Comme un mendiant sur les quais de marbre

Son quotidien s’éclaire quand le nom, la personnalité et l’itinéraire d’Arthur Rimbaud sont évoqués en cours par le professeur de français. D’emblée, la fougue, la liberté et l’esprit de révolte de "l’homme aux semelles de vent" lui parlent. Il ne l’a pas encore vraiment lu mais il le place immédiatement très haut au firmament des poètes. Loin devant Baudelaire qu’un autre ado, qu’il déteste (pas uniquement pour ses préférences littéraires), encense dès qu’il en a l’occasion.
Peu à peu, les deux gamins, jeunes coqs à peine âgés de quinze ans, le beau gosse et le rimbaldien aux cheveux ras et aux oreilles décollées, attirés par la même collégienne, vont se prendre le bec, en venir aux mains et porter leur rivalité jusqu’à l’excès, jusqu’à ce que celui qui s’est récemment attribué un second prénom (Arthur) sorte un couteau à longue lame pour poignarder l’autre. La scène a lieu à l’abri des regards, au fond d’un parc.
« On se dit que celui qu’a commis cette saloperie doit être un infâme jaloux doublé d’une sombre crapule, c’est ce que les flics ont déduit, drame de la jalousie, même si entre jeunes c’est pas si fréquent, les haines d’écoliers ça finit plutôt en coquarts, en oreilles froissées et en lèvres fendues, pas en meurtre et dans le sang. »

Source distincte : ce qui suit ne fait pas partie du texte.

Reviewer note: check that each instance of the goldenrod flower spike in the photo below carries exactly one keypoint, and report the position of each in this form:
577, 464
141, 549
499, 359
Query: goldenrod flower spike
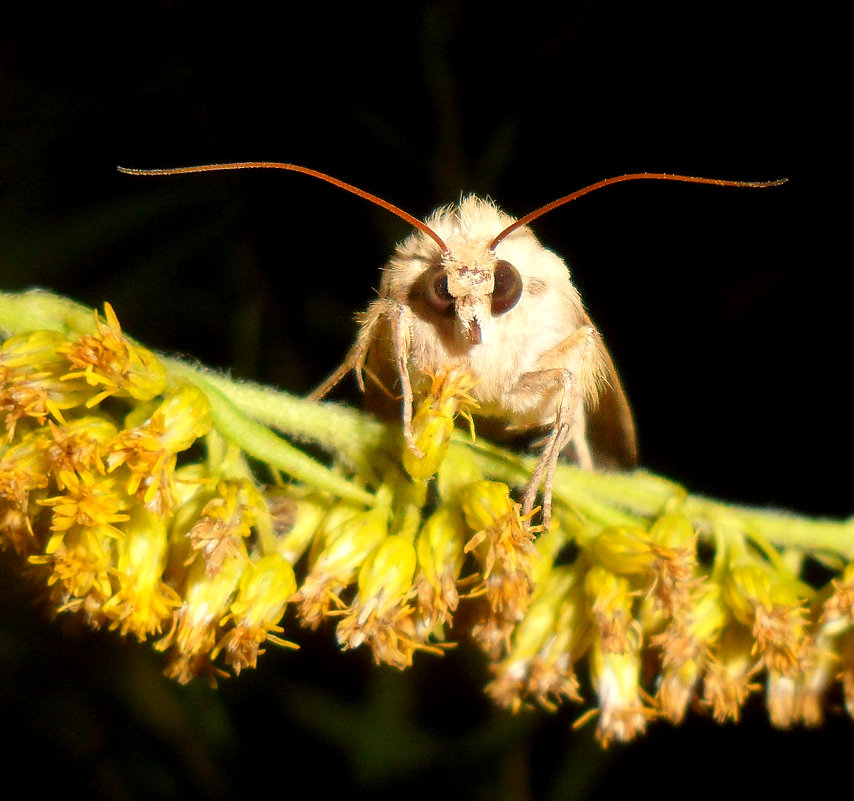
136, 489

L’élève, qui a peut-être bêtement espéré devenir "le grand criminel, le grand maudit" mentionné par son maître dans la Lettre du voyant, s’est évaporé. Reste à le retrouver et à essayer de comprendre son geste. Pour y parvenir, Raymond Penblanc donne la parole à sept protagonistes plus un (la victime) qui reviennent, à tour de rôle, sur le profil plutôt inquiétant de l’ado perturbé qu’ils ont côtoyé. Ainsi s’expriment le professeur, la conseillère d’éducation, la camarade de classe, la mère et, après le meurtre, l’automobiliste qui l’a pris en stop et l’épicière chez qui il remplit son sac à dos. Le gardien du parc, qui a fait la macabre découverte, intervient également.
Le procédé mis en place par l’écrivain est très efficace. En de courts chapitres, les témoignages se succèdent et la personnalité d’un être sensible, buté et emprunté, livré à lui-même, sans repères affectifs, apparaît au grand jour.
« S’il continue comme ça il va finir par affoler tout le monde. Il en fait trop. Quand il rit il rit trop fort, quand il parle il parle trop vite, quand il se déplace il s’agite il gesticule, quand il se tait il bouffe sa langue, quand il écoute il siphonne les mots, quand il me fixe comme il me fixe avec ces yeux fous il me fout la gerbe ».
Ainsi s’exprime sa camarade de classe. À la fin du roman, on sait que l’ado en cavale – qui ne se cache pas vraiment – n’a aucune chance de s’en sortir. Sur le point d’être appréhendé, il aura bientôt beaucoup de temps (des années entières) devant lui pour découvrir l’œuvre d’Arthur Rimbaud.
Raymond Penblanc : Comme un mendiant sur les quais de marbre, Éditions Lunatique.